放棄ダンジョン稼働Ⅲ
ここまでは一本道。そのまま大玉に追われて逃げると、丁字路まで戻ることになる。
それならば、と全員の視線は壁の方へと向けられた。
「この壁に寄りかかれば、大玉から逃げられそうです」
「でも、使ってくださいって用意したような壁の方が怪しいんじゃ」
「そんなこと言ってる間に潰されちゃいますよ!?」
桜とソフィが慌てる中、勇輝は迫る球に目を凝らす。通路の幅ギリギリの直径だが、天井との間にはわずかに余裕がある。逆に言えば、そのわずかな隙間すら塞いでしまえば、大玉は止められるだろう。
「桜、岩の槍で止められるか?」
「岩の槍で――って、そうだね。アレなら確かに止められるかも!」
杖を前方に向けて詠唱をする桜。その横で勇輝は、万が一に備えて右手の人差し指に魔力を集める。
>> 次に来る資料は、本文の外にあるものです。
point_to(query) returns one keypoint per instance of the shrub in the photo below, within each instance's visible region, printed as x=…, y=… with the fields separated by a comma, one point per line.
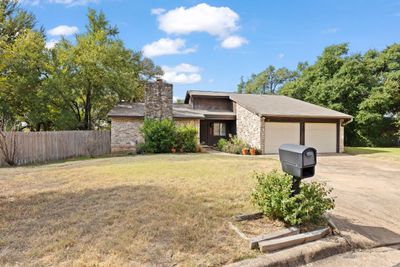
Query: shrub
x=272, y=195
x=186, y=138
x=159, y=135
x=221, y=143
x=233, y=145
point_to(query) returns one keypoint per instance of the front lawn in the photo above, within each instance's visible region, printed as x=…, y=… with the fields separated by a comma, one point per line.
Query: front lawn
x=138, y=210
x=391, y=153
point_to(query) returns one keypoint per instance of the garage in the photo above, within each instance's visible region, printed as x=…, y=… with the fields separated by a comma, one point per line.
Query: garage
x=278, y=133
x=321, y=136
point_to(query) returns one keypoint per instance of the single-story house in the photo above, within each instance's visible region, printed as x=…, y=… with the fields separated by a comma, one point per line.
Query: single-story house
x=263, y=121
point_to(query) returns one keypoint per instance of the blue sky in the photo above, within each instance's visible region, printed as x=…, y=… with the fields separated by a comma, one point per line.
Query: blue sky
x=208, y=45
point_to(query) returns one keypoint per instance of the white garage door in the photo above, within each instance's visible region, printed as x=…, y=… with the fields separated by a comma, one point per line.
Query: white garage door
x=321, y=136
x=278, y=133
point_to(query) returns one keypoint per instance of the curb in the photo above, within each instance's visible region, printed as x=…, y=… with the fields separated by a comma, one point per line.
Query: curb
x=298, y=255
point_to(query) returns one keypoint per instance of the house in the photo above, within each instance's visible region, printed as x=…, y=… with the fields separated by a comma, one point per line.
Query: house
x=263, y=121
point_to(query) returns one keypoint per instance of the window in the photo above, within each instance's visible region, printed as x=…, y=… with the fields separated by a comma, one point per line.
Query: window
x=219, y=129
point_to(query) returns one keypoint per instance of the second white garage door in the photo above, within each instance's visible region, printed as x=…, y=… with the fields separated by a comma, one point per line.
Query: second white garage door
x=321, y=136
x=278, y=133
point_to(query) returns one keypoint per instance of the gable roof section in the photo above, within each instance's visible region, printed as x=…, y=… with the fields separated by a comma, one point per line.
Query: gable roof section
x=136, y=110
x=283, y=106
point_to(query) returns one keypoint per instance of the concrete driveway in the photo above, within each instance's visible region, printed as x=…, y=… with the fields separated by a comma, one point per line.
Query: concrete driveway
x=367, y=195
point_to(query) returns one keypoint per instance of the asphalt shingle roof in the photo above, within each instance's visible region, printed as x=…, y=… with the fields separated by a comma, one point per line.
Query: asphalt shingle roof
x=137, y=110
x=276, y=105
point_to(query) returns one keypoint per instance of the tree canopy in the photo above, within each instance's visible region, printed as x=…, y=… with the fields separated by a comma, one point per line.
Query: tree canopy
x=366, y=86
x=266, y=82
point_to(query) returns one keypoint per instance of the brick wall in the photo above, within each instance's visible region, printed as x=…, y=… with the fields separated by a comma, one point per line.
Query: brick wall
x=249, y=127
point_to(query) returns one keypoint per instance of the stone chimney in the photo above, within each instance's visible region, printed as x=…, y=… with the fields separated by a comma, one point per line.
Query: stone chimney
x=158, y=100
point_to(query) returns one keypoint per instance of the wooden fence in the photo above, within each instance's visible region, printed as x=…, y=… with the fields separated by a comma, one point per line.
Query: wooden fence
x=36, y=147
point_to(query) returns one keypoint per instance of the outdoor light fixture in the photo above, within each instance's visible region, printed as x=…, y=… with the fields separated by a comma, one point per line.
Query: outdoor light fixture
x=298, y=161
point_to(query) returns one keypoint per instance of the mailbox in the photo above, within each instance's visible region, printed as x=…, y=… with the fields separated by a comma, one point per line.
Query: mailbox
x=297, y=160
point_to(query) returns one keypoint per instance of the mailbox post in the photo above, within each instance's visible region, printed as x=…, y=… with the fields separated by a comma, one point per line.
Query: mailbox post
x=298, y=161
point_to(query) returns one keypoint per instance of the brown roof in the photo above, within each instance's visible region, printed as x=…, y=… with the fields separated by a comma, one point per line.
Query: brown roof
x=283, y=106
x=275, y=105
x=137, y=110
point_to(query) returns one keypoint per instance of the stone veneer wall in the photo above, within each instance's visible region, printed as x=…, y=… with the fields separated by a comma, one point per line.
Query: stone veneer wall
x=158, y=100
x=249, y=127
x=194, y=122
x=125, y=134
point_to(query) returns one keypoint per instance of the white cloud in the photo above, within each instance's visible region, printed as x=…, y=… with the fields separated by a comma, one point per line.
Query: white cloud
x=183, y=67
x=63, y=2
x=183, y=73
x=331, y=30
x=64, y=30
x=220, y=22
x=233, y=41
x=73, y=2
x=217, y=21
x=51, y=43
x=157, y=11
x=30, y=2
x=167, y=46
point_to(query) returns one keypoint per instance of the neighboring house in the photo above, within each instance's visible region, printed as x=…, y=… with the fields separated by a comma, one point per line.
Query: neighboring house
x=263, y=121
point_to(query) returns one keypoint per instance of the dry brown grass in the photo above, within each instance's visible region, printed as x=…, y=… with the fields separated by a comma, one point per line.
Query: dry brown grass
x=127, y=211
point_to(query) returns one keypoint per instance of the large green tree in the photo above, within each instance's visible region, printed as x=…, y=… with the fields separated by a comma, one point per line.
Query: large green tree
x=362, y=85
x=93, y=73
x=266, y=82
x=23, y=63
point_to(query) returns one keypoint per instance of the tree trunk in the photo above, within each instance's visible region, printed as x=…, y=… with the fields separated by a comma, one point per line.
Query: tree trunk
x=88, y=110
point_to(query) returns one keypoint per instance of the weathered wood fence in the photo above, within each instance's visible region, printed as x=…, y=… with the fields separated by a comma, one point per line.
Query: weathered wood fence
x=36, y=147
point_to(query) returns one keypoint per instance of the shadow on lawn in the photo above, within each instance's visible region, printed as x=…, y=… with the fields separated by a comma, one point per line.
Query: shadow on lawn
x=122, y=225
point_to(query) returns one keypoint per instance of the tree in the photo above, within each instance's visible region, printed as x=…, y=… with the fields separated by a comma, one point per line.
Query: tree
x=22, y=67
x=14, y=20
x=95, y=73
x=267, y=81
x=364, y=86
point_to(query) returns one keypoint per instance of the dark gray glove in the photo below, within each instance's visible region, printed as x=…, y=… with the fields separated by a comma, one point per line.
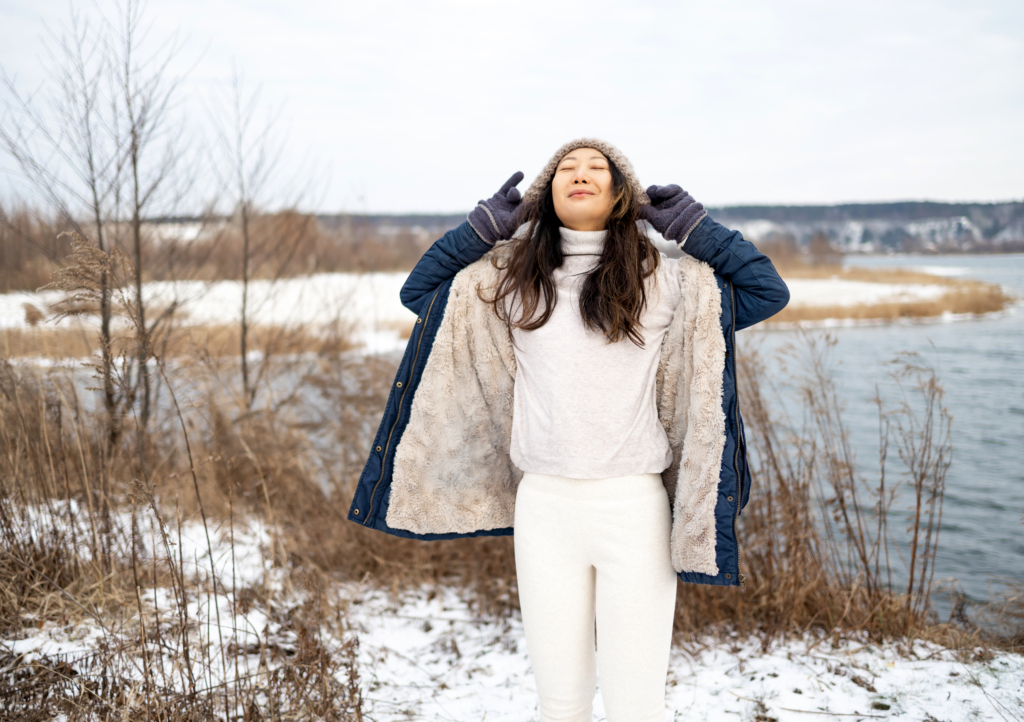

ただし、桜を見るふりをして、目の端でエアを捉えたまま。
「……あれ?」
桜の口から声が漏れた。聞き慣れない声音に勇輝は思わず彼女を見る。
すると桜は焦った表情で、杖を何度か前に突き出していた。
「ま、魔法が発動しない!」
「さっきまで火球は使えていたのに?」
そうこうしている間にもトラップの球は迫ってきている。
簡単に止められると思っていただけに、勇輝は動揺しながらも球に照準を合わせた。変な場所に貫通して当たらないことを祈りながら、魔力の弾丸を発射する。
一瞬、得意のガンドすらも発動できないかと不安に襲われたが、幸運にも勇輝の魔眼には一直線に飛ぶ魔力の尾が見えていた。
着弾と同時に、通路の中に轟音が響き渡る。
ガンドは貫通し、直撃した弾はもちろん、その向こうの通路の何かを破壊するのが見えた。
「さ、さすがミスリル原石を砕くガンド。本当に危ない時は、真上に撃って脱出もできそうです。でも、どうして桜さんの魔法が発動しなかったんでしょう?」
「もしかすると、外壁に使われている様なミスリル原石が地面にも埋まっているのかもしれません。それならば地面から出現させる岩の槍が無効化されるのも納得がいきます。でも、それよりもさらっと恐ろしいことを言ってませんでしたか? ミスリル原石を砕くとか……」
エアがソフィの呟きに頬を引き攣らせる。
土煙が晴れると、岩の球は完全に砕けていた。その後方の通路は十数メートル先から石畳が抉れ、捲れ上がっている。歩くことは可能だが、進みにくいことは確かだ。
「勇輝さん、どうして横に逃げなかったの?」
「試したのは二カ所だけで、全員が逃げられるとは限らない。それにソフィの言った通り、そんな都合のいい物が用意してあるとは思えない」
加えて、今までのダンジョンでは何かしらの仕掛けがあっても、即死級の物を何のヒントもなく設置してあることはなかった。
もちろん、これが失敗作のダンジョンだというのならば、それも納得だ。だから、一番確実な方法は罠自体を破壊するという力業だと勇輝は判断した。
「それよりも、今の音を聞きつけて魔物が寄ってくる可能性がある。その前に休める場所に移動する――ですよね?」
「え、えぇ、そうですね。勇輝さんの言う通りです。さぁ、どんどん行きましょう! 足元に気を付けて……」
自分で自分に言い聞かせるようにエアは前を行く。その背中を見ながら勇輝は首を傾げた。
先程の罠を踏んだのはエアだった。そして、その前に壁が窪むのを見つけたのも彼女だ。果たして、それは偶然だったのか。
そうでないというのならば、エアはこのダンジョンの構造を知り、勇輝たちに攻撃を仕掛けてきたことになる。そこから想定されるのは、彼女もまた妹のアリスと同じ陣営で、危害を加えようとしているということ。
(でも、アリスは俺に直接危害を加えようとしたことはない。精々、試合形式で戦ったくらいだ。それに日ノ本国で村の人を助けてくれたこともある。一概に敵とは言えない、か)
何よりも攻撃される理由がない。ただの考えすぎかと勇輝はエアの後ろを追った。